[…] Catholic Answers Staff, Terang Iman: Allah Mengubah Nama Saulus Menjadi Paulus? […]
Landasan Alkitabiah Kepausan
oleh Clement Harrold
Ketika seorang Paus mangkat dan Paus baru terpilih, semua mata tertuju ke Roma. Pada masa-masa yang tidak menentu ini, banyak umat Katolik dan non-Katolik yang memikirkan kembali hakikat kepausan. Apakah institusi kuno ini sudah ada sejak zaman para rasul? Dan jika ya, di manakah institusi kepausan ditemukan dalam Kitab Suci? Dalam artikel ini, kita akan berusaha menjawab pertanyaan-pertanyaan tersebut dengan mengeksplorasi alasan-alasan yang mendasari pemikiran bahwa kepausan didirikan oleh Kristus sendiri.

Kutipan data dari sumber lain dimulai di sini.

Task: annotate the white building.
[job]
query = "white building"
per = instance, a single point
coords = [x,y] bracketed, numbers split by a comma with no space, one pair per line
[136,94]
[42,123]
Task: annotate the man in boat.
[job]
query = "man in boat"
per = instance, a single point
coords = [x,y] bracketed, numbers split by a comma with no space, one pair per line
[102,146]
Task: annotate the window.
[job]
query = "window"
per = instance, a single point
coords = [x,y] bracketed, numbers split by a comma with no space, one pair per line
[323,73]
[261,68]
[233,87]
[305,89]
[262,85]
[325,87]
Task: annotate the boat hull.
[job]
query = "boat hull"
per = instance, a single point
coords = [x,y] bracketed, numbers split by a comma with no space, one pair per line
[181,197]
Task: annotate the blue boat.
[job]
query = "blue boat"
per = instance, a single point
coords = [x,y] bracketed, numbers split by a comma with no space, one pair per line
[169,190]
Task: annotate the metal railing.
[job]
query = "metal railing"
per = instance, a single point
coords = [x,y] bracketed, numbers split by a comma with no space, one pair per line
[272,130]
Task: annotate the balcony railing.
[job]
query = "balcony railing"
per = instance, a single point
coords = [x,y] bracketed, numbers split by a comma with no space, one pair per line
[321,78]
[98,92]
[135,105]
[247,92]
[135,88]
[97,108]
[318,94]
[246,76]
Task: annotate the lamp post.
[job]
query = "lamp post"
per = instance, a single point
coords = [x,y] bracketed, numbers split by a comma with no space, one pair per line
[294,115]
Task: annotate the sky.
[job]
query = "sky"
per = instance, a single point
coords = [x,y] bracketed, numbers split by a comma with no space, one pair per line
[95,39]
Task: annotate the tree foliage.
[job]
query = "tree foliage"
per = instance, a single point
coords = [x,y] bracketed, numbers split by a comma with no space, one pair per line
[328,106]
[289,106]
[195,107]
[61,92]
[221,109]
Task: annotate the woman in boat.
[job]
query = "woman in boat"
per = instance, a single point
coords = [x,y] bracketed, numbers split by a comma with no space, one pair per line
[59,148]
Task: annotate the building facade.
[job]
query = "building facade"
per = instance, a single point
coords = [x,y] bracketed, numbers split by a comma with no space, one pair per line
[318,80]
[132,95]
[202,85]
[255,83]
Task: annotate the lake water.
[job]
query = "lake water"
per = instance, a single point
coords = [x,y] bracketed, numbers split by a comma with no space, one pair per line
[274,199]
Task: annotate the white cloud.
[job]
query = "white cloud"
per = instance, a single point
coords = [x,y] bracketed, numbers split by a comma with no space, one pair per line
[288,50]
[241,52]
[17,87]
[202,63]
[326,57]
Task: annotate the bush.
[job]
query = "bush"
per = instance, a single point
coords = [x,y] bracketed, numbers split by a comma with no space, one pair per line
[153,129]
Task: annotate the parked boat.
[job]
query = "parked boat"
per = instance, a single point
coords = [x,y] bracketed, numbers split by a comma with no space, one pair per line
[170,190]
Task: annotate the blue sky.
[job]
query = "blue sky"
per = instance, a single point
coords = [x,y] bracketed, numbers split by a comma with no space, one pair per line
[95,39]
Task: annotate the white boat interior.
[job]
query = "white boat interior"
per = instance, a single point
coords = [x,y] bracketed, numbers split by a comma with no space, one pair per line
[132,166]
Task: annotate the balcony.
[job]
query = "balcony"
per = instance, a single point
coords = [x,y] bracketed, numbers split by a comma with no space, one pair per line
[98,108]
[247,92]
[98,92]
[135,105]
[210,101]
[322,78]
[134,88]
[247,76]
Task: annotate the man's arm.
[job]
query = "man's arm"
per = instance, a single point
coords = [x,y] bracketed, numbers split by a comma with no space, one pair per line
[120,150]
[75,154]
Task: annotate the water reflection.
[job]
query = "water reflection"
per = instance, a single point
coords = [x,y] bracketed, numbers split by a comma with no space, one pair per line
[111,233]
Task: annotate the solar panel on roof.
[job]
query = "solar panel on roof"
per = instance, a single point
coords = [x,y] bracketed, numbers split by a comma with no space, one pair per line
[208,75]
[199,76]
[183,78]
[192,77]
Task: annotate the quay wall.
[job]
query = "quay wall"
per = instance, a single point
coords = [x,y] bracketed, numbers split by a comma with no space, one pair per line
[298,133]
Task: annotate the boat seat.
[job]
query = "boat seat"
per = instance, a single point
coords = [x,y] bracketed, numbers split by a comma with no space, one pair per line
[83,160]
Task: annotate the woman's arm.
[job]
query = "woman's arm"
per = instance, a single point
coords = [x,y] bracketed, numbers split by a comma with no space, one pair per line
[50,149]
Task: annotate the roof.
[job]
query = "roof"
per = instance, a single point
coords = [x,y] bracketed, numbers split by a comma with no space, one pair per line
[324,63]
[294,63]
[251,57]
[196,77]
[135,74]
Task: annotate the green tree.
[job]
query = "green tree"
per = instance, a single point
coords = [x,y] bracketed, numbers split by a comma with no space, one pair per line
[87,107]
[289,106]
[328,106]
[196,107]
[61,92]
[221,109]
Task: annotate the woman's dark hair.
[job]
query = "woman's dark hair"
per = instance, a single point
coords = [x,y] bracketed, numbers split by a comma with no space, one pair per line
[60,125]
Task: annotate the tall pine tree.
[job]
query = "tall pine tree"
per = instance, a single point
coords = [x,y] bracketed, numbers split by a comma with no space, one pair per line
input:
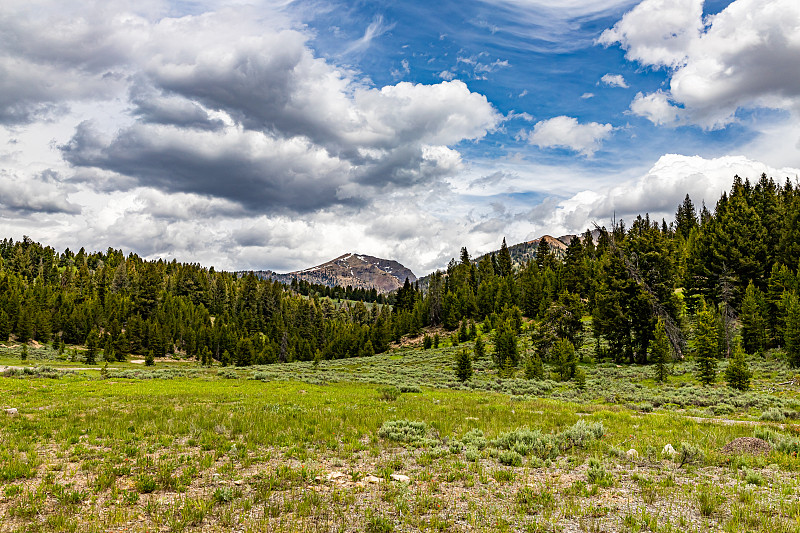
[706,346]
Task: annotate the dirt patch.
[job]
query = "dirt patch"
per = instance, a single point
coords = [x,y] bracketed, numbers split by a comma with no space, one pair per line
[749,445]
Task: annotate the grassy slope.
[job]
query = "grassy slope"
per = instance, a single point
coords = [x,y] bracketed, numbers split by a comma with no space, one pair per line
[208,453]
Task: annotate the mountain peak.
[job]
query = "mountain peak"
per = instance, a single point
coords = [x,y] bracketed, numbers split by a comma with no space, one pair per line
[360,271]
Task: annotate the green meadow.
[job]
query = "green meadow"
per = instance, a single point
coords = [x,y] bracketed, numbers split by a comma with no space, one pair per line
[389,443]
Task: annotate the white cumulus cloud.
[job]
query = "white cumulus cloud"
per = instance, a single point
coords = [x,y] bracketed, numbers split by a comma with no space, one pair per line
[614,80]
[744,57]
[567,132]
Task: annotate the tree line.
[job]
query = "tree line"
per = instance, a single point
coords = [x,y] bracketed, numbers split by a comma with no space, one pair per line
[737,263]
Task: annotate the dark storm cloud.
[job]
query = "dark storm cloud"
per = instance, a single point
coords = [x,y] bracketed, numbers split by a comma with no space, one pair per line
[176,111]
[260,174]
[43,193]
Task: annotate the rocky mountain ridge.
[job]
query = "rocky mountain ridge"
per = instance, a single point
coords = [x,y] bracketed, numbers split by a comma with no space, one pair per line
[359,271]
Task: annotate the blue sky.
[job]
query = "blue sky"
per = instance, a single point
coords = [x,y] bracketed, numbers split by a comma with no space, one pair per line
[282,134]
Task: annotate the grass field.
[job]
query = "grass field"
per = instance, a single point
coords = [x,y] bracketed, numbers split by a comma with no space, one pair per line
[339,447]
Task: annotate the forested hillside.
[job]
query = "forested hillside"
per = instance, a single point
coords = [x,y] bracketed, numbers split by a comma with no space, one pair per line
[737,264]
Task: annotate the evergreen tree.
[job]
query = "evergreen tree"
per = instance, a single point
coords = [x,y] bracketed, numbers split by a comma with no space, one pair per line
[706,346]
[791,335]
[660,355]
[580,378]
[564,357]
[686,218]
[91,347]
[754,330]
[463,365]
[505,347]
[504,260]
[5,326]
[480,349]
[738,374]
[533,367]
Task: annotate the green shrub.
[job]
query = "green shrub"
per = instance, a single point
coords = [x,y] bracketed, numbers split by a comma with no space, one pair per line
[405,431]
[474,438]
[388,394]
[510,458]
[773,414]
[471,454]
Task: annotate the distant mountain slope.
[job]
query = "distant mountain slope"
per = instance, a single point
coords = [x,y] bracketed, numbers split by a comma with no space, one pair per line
[526,251]
[357,270]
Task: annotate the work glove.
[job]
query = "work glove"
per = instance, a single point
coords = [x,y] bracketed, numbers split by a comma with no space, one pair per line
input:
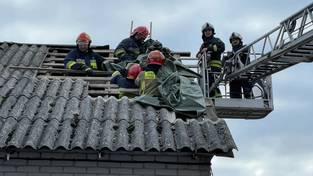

“Di Atas Batu Karang Ini…”
Kata “paus” [dalam bahasa Indonesia berasal dari bahasa Belanda “de Paus”] berakar dari kata Yunani kuno páppas, yang berarti bapa. Pemahaman Katolik tentang kepausan dimulai dengan pengakuan bahwa Yesus memberikan misi yang istimewa dan penting kepada St. Petrus, yaitu otoritas pengajaran dan kebapaan rohani:
Setelah Yesus tiba di daerah Kaisarea Filipi, Ia bertanya kepada murid-murid-Nya: “Kata orang, siapakah Anak Manusia itu?” Jawab mereka: “Ada yang mengatakan: Yohanes Pembaptis, yang lain mengatakan: Elia, dan yang lain lagi mengatakan: Yeremia atau salah seorang dari para nabi.” Lalu Yesus bertanya kepada mereka: “Menurut kamu, siapakah Aku ini?” Jawab Simon Petrus: “Engkau adalah Mesias, Anak Allah yang hidup!” Kata Yesus kepadanya: “Berbahagialah engkau Simon anak Yunus sebab bukan manusia yang menyatakan itu kepadamu, melainkan Bapa-Ku yang di surga. Aku pun berkata kepadamu: Engkau adalah Petrus dan di atas batu karang ini Aku akan mendirikan gereja-Ku dan alam maut tidak akan menguasainya. Kepadamu akan Kuberikan kunci Kerajaan Surga. Apa pun yang kauikat di bumi akan terikat di surga dan apa yang kaulepaskan di bumi akan terlepas di surga.” (Matius 16:13-19 TB2)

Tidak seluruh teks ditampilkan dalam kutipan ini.